Selon le rapport, le taux de chômage est passé de 13 % en 2023 à 13,3 % en 2024, confirmant les difficultés du marché du travail. Les femmes et les jeunes restent les plus touchés par cette situation.
Le chômage des femmes a augmenté, passant de 18,3 % à 19,4 %, tandis que celui des jeunes âgés de 15 à 24 ans atteint 36,7 %, contre 35,8 % l’année précédente. Chez les jeunes de 25 à 34 ans, le taux de chômage est également en hausse, passant de 20,6 % à 21 %.
Le CNDH estime que ces chiffres révèlent les limites des politiques économiques et des dispositifs d’insertion, qui peinent encore à intégrer les jeunes diplômés et les femmes dans le marché du travail. Cette situation entraîne plusieurs conséquences économiques, notamment une baisse du pouvoir d’achat, une perte de productivité et un ralentissement de la croissance.
Concernant l’inflation, le rapport souligne une baisse en 2024, avec un taux annuel de 2,4 %, après 6,6 % en 2022 et 6,1 % en 2023. Toutefois, le CNDH avertit que cette diminution ne suffit pas à améliorer les conditions de vie, car avoir un emploi ne garantit plus toujours un revenu suffisant face à la hausse du coût de la vie.
Le rapport évoque également la persistance du travail des enfants, particulièrement dans les zones rurales. En 2024, environ 101 000 enfants âgés de 7 à 17 ans exercent une activité économique au Maroc. Bien que ce chiffre soit en baisse par rapport aux années précédentes, il représente encore 1,3 % des enfants de cette tranche d’âge.

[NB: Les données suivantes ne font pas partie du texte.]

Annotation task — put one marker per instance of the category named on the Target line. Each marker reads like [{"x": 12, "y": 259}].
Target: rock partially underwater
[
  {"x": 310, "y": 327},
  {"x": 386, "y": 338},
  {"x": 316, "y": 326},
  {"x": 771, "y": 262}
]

La majorité de ces enfants travaillent en milieu rural, avec 78 000 cas recensés, contre 23 000 en milieu urbain. Le CNDH souligne que près de six enfants travailleurs sur dix exercent des activités dangereuses, ce qui compromet leur accès à l’éducation et à la santé.
L’institution rappelle également le manque de ressources dans le contrôle du respect du droit du travail. Même si le nombre d’inspecteurs du travail est passé de 222 à 569 en cinq ans, ce chiffre reste insuffisant pour garantir une surveillance efficace.
Face à cette situation, le CNDH recommande plusieurs mesures, notamment l’adoption rapide de la loi encadrant le droit de grève, le renforcement des investissements créateurs d’emplois décents, la revalorisation des salaires face à l’inflation, l’amélioration de l’accès aux produits de première nécessité et le recrutement de nouveaux inspecteurs du travail.